The study conducted as part of the HOPE4MCI clinical trial evaluated the effectiveness of AGB101 in treating mild cognitive impairment in 164 individuals with Alzheimer’s disease. Results showed that participants who were non-carriers of the APoE-4 allele and treated with AGB101 demonstrated a 40% reduction in disease progression on the Clinical Dementia Rating scale over an 18-month period compared to those who received a placebo. Slowing disease progression in the early stages of mild cognitive impairment can help individuals maintain independent living for longer and delay the onset of dementia, ultimately reducing the need for nursing home care.
In addition to its clinical-cognitive benefits, AGB101 also significantly reduced atrophy of the entorhinal cortex in the brains of individuals not carrying the APoE-4 allele. The entorhinal cortex is a key brain region involved in memory and time perception, and its atrophy is a hallmark of Alzheimer’s disease progression. By slowing atrophy in this region, the drug shows promise in slowing neurodegeneration and disease progression in individuals with mild cognitive impairment due to Alzheimer’s disease.

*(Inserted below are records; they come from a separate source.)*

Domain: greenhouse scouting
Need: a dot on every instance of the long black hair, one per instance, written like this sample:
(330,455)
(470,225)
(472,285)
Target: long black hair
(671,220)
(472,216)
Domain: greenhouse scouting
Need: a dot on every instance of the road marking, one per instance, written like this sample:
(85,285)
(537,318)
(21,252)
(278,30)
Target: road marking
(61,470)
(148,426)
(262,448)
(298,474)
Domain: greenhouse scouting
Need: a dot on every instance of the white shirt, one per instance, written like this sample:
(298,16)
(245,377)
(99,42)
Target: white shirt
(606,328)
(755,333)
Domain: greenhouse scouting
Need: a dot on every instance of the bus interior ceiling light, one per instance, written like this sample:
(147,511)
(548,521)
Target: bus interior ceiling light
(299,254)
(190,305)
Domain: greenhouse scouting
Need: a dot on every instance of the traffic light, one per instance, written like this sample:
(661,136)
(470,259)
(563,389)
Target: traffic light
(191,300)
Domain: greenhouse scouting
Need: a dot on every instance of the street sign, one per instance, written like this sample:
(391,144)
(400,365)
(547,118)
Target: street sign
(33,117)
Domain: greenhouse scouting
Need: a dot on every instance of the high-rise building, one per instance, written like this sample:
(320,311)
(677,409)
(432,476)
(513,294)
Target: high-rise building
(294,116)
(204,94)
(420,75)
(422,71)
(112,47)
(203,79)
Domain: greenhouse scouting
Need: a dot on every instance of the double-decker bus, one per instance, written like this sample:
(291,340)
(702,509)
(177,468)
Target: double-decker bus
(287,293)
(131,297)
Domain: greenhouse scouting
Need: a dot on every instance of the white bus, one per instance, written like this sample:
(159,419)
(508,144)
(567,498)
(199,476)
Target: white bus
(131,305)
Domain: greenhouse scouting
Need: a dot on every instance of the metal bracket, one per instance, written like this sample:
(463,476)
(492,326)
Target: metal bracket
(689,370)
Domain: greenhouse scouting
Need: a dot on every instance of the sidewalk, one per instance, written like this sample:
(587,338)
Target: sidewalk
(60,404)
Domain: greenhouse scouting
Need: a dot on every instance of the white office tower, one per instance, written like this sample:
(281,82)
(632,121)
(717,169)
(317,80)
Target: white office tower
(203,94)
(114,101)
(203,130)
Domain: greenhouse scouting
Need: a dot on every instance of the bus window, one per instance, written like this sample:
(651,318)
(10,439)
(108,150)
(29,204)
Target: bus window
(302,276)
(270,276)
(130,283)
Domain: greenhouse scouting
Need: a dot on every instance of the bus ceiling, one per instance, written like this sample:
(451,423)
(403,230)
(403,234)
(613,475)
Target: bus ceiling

During the study, researchers found that AGB101 treatment matched the efficacy of FDA-approved biologics for prodromal Alzheimer’s disease and exceeded current data on Alzheimer’s therapeutics by reducing atrophy of the entorhinal cortex. This suggests that the drug may offer a significant benefit for individuals with mild cognitive impairment, especially those who do not carry the APoE-4 allele. While more studies are needed to confirm these findings, the potential of AGB101 in slowing disease progression and its limited side effects in this population hold significant promise for the treatment of Alzheimer’s disease.
Scott Kaiser, MD, a geriatrician and Director of Geriatric Cognitive Health, sees this study as encouraging and promising in the face of a projected tripling of worldwide dementia cases by 2050. He believes that adopting a chronic disease management approach to Alzheimer’s, similar to diabetes or hypertension, with a range of treatments targeting different disease mechanisms, could usher in a new era of effective treatment. Kaiser also notes the value of repurposing existing drugs and investing in preclinical research to identify new treatment targets and better understand the underlying pathways of Alzheimer’s disease.
Overall, the research on AGB101 and its potential in treating mild cognitive impairment due to Alzheimer’s disease offers hope for individuals at risk of developing dementia. By focusing on slowing disease progression and preserving cognitive function in the early stages of the disease, this investigational medication could make a significant impact in delaying the onset of dementia and improving quality of life for those affected by Alzheimer’s. Further studies to confirm these findings and explore the long-term effects of AGB101 are needed to fully understand its potential as a treatment for Alzheimer’s disease.